MIT professor Tomaso Poggio said Tonegawa appears to want “everything to be under his control.”

“Most people would say that he is very smart and charming and a very difficult person to deal with. He is not a team player,” said Poggio, a professor at the McGovern Institute.

On July 7, a week after letters criticizing Tonegawa were sent to Hockfield, a group of six MIT faculty, including two women, wrote to the president in defense of Tonegawa. The signers of the letter are all affiliated with the center that Tonegawa oversees. They wrote that Karpova asked Tonegawa whether he would collaborate with her, and he said that he would not.

“We feel that Susumu is being unfairly maligned, and we wish to express our strong support of him,” they wrote. “This is not a gender issue, and to portray it as such sets back the cause of women scientists.”

The letter also says that punishing Susumu would have “far-reaching negative consequences” and would endanger future funding for the institute Tonegawa oversees.

In an e-mail responding to a Globe request for comment, Karpova would not field questions about what occurred. “I do believe that this problem has been sorted out for the present,” she wrote.

She said she was accepting an offer to lead a research team at a lab called Janelia Farm in Virginia, recently established by the Howard Hughes Medical Institute, “and I am very excited about this unique opportunity.”

Karpova declined the university’s job offer in a June 24 e-mail to the science dean and other MIT officials, according to a copy included in a complaint to university officials from Stanford professor Ben A. Barres.

“I wanted very much to come to MIT,” she wrote in the e-mail. “However, the strong resistance to my recruitment by Dr. Tonegawa has convinced me that I could not develop my scientific career at MIT in the kind of a nurturing atmosphere that I and the young people joining my lab would need in order to succeed.”

Karpova added that senior faculty at MIT warned her “about the professional difficulties I would face at MIT in a situation where part of the community strongly felt that my research direction could potentially compete with their scientific interests.”

Tonegawa was awarded the 1987 Nobel Prize in physiology or medicine for pioneering work on the genetics of the immune system. He then moved into neuroscience, and is particularly focused on studying memory.

Several scientists said Karpova is considered one of the most promising young neuroscientists. Her work “has incredible potential for making big steps forward in our understanding of how the brain works,” said Barres, when asked to comment on his letter to MIT. He wrote in the letter that the young scientist told him about her experiences at MIT during a visit to Stanford, which also was interested in hiring her.

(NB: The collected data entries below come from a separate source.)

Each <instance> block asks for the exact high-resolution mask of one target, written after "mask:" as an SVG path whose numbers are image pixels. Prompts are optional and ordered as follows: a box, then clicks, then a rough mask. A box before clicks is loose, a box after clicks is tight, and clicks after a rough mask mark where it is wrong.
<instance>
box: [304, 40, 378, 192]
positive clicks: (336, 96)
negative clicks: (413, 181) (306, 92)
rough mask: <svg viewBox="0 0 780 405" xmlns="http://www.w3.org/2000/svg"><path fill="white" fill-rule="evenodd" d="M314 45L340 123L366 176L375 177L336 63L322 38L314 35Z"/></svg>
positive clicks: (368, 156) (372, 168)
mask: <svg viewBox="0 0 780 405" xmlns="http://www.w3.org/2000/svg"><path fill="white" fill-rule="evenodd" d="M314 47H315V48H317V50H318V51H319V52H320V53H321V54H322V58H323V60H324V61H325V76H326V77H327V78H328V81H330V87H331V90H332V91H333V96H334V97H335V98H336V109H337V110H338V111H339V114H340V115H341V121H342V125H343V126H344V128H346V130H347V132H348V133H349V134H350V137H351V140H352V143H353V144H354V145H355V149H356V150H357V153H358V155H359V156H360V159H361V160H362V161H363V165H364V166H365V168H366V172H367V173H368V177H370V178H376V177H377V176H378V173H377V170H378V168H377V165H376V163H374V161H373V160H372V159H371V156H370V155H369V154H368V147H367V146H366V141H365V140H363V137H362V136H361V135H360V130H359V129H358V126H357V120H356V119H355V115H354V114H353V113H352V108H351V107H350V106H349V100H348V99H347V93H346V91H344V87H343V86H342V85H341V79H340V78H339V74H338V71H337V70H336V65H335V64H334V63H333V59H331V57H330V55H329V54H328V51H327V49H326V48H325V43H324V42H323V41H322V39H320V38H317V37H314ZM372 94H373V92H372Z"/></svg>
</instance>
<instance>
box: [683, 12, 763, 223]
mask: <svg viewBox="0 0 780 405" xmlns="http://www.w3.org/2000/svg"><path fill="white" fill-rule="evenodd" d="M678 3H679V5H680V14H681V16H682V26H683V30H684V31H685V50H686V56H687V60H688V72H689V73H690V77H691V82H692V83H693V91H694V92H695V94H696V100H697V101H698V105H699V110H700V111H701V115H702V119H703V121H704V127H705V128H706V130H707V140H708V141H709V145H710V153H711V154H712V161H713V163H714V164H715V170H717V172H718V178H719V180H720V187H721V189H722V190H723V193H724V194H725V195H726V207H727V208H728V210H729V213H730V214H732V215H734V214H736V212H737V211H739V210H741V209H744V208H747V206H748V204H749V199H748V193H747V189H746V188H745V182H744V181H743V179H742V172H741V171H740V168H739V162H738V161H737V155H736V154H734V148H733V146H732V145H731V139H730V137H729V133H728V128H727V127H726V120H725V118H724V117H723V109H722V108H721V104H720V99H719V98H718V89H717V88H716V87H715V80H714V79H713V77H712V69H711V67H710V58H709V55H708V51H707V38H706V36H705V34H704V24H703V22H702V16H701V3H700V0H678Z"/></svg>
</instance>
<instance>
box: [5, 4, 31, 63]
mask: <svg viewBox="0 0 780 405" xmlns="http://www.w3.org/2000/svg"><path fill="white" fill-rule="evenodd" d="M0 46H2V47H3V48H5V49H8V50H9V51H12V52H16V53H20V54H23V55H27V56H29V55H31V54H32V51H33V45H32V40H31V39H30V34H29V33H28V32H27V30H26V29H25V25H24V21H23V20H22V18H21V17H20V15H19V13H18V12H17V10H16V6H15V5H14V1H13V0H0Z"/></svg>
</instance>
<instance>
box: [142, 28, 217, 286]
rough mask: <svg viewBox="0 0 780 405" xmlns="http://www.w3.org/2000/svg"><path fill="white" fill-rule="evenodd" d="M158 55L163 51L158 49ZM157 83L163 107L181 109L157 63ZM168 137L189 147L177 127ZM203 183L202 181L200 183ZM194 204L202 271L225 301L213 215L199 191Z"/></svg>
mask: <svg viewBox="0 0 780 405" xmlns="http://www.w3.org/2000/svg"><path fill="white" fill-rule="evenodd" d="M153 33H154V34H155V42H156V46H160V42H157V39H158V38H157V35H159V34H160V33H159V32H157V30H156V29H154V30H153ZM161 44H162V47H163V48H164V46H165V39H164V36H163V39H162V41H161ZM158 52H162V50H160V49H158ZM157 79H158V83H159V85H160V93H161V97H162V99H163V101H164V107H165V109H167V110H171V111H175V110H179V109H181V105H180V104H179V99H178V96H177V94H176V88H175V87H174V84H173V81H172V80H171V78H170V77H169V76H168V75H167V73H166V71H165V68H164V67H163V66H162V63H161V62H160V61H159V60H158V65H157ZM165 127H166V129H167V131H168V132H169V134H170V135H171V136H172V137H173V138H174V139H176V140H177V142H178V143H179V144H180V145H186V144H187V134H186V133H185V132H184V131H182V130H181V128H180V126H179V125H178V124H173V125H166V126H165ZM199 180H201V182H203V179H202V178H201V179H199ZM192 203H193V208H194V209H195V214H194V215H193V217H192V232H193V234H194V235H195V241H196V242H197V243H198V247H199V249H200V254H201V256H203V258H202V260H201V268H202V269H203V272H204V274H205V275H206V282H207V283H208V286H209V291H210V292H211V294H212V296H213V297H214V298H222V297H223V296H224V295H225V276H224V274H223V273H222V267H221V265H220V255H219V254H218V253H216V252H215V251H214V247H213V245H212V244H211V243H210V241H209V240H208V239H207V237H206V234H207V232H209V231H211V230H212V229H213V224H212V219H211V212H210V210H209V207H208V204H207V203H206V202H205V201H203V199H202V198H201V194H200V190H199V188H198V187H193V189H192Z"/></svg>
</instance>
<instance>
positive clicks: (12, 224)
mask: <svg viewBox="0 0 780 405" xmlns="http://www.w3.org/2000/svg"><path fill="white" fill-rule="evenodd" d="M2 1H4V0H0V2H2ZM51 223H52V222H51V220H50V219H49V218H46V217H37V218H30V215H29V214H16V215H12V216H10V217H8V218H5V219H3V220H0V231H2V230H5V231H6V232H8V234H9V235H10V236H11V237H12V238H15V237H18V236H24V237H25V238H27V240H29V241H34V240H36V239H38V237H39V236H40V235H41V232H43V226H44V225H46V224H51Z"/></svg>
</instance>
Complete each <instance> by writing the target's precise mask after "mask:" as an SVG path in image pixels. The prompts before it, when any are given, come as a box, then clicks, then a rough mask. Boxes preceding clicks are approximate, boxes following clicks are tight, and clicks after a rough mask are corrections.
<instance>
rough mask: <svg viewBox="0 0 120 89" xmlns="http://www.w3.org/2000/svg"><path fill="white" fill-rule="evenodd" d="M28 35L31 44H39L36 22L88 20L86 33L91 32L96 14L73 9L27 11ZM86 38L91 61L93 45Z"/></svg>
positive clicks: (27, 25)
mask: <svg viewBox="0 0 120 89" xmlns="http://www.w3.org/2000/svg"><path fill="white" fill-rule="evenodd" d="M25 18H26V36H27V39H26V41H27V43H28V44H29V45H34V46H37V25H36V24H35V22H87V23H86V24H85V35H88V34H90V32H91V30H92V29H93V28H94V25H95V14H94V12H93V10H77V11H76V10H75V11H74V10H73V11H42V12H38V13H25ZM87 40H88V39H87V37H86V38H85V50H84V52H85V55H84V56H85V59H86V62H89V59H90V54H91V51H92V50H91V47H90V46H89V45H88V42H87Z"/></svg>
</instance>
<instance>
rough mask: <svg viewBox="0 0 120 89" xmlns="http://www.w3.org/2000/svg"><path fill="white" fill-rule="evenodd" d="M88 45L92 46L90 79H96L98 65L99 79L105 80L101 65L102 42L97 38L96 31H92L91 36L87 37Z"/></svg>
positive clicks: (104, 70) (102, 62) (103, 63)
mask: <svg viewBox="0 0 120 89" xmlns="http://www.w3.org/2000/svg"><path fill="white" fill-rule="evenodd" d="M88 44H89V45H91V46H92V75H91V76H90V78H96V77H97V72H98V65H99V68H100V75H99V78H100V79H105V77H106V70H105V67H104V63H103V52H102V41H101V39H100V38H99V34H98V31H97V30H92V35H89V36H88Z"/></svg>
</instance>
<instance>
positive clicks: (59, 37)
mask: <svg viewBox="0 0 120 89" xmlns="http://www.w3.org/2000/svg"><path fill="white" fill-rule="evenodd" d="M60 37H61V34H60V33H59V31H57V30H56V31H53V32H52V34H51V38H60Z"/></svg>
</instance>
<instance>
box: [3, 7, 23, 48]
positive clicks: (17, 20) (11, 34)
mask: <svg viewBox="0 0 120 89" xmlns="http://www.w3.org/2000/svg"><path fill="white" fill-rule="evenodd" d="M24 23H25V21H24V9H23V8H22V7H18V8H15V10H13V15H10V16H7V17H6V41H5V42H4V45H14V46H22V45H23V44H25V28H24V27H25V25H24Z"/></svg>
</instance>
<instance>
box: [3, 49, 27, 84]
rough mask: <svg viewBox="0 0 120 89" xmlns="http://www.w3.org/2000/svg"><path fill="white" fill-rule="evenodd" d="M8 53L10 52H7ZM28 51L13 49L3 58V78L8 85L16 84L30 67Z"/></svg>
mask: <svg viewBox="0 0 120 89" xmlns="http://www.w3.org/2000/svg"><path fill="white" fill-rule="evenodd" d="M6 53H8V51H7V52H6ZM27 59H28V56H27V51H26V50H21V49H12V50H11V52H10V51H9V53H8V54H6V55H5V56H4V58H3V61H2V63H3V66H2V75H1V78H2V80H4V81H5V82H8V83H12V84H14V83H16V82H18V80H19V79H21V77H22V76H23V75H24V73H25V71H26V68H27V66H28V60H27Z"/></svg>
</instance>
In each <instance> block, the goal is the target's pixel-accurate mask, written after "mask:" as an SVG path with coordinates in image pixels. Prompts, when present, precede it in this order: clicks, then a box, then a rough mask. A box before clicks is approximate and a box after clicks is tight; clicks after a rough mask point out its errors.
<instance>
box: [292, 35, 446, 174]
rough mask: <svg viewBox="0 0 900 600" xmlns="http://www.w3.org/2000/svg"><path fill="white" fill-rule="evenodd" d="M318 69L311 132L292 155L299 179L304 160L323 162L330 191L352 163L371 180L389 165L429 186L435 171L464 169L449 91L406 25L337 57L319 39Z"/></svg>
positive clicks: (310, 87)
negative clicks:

Barres’s letter also said that in addition to Tonegawa, Silbey, the science dean, advised Karpova not to come to MIT. Barres also wrote that Tonegawa told her “if she came he would do his best to block her success, including blocking access to the animal facility that he claims to have control over.”

Silbey said that’s not true, and contended that he told Karpova he wanted her to come to MIT. He said the overlap of her research and Tonegawa’s would make it important for her to establish her independence in order to win tenure.

Tonegawa’s tone, in e-mails Silbey saw, “wasn’t at all threatening or unpleasant. It was in fact quite complimentary,” the dean said.